3) Tax efficiency- Life insurance after all grows and pays out tax free (on your death), a Roth IRA enjoys the same benefits, but without you needing to die to reap them. Virtually every scenario outside of purchasing them in 2000 or 2008 would have been better served via the combination of term life and long-term investing. Even in those scenarios (2000/2008), the returns would have been below that of an investor investing monthly into the S&P 500 over a 10 to 15 year period.
I wish I could come up with some good reasons, but I really can't and have tested a great many scenarios. Make sure you like this response because I can promise you a great many insurance agents will not!
Please note that the information above is not a recommendation and is for informational purposes only.
Good question. Your concerns are why many of us become RIAs. There are certainly good insurance agents, but you are correct, many work environments give little incentives for those to gain the experience or knowledge to give "real" advice.
1) First ask yourself; do I have something to insure? At your age, it is often very basic insurance needs. If you have federal student loans, they are not the responsibility of your estate. When you have little to insure, you most often are better off "buying term and investing the difference." It is a common slogan.
2) Second, do you, or will you soon have the need for permanent insurance? You are more insurable now, but is that worth the cost and illiquidity of insurance? And the opportunity cost of investing the difference? It might be. Whole-life insurance is not bad, it is just oversold because of the large commissions and the environments created.
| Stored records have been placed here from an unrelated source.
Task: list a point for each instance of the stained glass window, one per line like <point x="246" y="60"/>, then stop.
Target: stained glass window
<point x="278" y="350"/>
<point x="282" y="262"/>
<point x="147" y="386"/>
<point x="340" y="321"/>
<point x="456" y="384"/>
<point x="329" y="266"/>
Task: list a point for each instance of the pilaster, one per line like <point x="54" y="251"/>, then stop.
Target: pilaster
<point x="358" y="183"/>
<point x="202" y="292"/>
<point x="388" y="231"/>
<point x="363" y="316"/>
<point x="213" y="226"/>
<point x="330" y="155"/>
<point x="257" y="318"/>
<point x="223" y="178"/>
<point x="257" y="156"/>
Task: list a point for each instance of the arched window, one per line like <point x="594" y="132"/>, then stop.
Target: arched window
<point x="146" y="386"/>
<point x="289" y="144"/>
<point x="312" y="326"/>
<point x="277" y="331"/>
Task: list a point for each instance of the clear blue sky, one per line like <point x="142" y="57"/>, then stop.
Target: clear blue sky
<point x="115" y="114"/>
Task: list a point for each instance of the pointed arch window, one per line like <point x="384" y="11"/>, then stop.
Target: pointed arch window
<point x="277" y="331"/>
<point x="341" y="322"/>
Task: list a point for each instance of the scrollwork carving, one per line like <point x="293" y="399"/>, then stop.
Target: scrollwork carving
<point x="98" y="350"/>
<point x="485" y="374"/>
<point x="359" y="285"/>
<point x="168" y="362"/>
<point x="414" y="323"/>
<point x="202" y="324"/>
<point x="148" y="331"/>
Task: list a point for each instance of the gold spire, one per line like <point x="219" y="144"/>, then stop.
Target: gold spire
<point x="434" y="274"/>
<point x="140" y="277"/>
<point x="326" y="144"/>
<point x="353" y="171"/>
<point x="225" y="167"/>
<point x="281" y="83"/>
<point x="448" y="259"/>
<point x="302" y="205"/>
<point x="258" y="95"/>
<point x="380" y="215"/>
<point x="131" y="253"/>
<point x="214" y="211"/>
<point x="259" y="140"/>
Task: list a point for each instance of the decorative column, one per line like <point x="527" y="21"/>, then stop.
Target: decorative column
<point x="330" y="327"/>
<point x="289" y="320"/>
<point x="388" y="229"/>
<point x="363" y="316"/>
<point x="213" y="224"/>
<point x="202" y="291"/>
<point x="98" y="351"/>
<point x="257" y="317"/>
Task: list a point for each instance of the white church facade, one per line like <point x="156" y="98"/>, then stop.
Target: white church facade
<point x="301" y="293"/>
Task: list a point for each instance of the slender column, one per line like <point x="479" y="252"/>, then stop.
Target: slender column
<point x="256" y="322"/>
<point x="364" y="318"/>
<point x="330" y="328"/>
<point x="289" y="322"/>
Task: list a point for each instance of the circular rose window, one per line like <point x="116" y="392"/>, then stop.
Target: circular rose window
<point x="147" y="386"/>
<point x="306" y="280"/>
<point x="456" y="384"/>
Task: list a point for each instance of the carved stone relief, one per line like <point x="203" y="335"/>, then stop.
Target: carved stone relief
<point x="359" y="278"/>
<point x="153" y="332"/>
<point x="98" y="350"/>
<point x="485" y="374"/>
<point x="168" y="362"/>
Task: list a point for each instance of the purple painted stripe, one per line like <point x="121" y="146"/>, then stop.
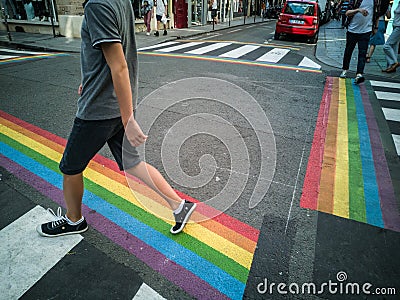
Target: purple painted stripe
<point x="178" y="275"/>
<point x="390" y="211"/>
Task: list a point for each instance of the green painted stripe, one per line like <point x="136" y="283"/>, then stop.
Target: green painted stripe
<point x="357" y="209"/>
<point x="203" y="250"/>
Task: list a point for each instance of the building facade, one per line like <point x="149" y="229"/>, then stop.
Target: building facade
<point x="64" y="17"/>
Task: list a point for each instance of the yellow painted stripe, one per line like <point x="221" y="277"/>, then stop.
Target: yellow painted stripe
<point x="141" y="189"/>
<point x="341" y="194"/>
<point x="199" y="232"/>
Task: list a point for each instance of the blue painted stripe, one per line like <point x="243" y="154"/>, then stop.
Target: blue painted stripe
<point x="202" y="268"/>
<point x="371" y="192"/>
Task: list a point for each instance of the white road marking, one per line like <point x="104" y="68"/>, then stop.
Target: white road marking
<point x="147" y="293"/>
<point x="391" y="114"/>
<point x="208" y="48"/>
<point x="25" y="256"/>
<point x="306" y="62"/>
<point x="178" y="47"/>
<point x="387" y="96"/>
<point x="236" y="53"/>
<point x="157" y="46"/>
<point x="274" y="55"/>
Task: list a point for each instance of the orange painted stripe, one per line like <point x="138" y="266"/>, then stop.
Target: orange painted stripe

The "salesmen" are often good people, but they are hired and trained to sell the product, no matter to whom or what purpose.
At your age, you can get a lot of cheap term insurance. You could even stagger the terms of a couple different policies if you were concerned about getting insured as you get older.
Make sure you explore all your options. Many of us work at www.napfa.org, work hourly, and can advise on insurance matters. We take the word "financial advisor" seriously and believe in the value of our profession.
Mark Struthers CFA, CFP®
Whole life insurance can be evaluated like any other financial product, compare the costs versus the benefits. The primary cost of this product is the mortality cost, what it takes to provide the death benefit. There are some other fees and expenses.
I suggest you set up a competition. Pick a number to use as a monthly contribution, let's say $500 per month. Go to one of the insurance guys and say, “let’s suppose I give you $500 per month. Design a product to maximize cash accumulation, Then, when I turn age 65, give me a guaranteed annual income stream for life.” If they use the product correctly, that cash will accumulate tax-deferred, and the income will be distributed tax-free. Such are the tax advantages of life insurance.
Then go to an investment person and set up the exact same model. Their costs would involve management fees, sales load, etc. Use the same monthly contribution, in the same timeframe, to your age 65. Tell them to also illustrate a guaranteed annual income stream for life, on an after-tax basis.
If the cost of insuring you with whole life insurance is lower than the costs of an investment product, including taxes, then it will put more money in your pocket. Plus, you will have a survivor benefit to use in case you get married, have kids, buy a house, start a business, etc.
If the cost of insuring you is a higher than the cost of an investment product, including taxes, then whole life insurance wouldn't put more money in your pocket. It would make sense then to buy an investment product. You would just have to worry about qualifying for life insurance later on, should you need it.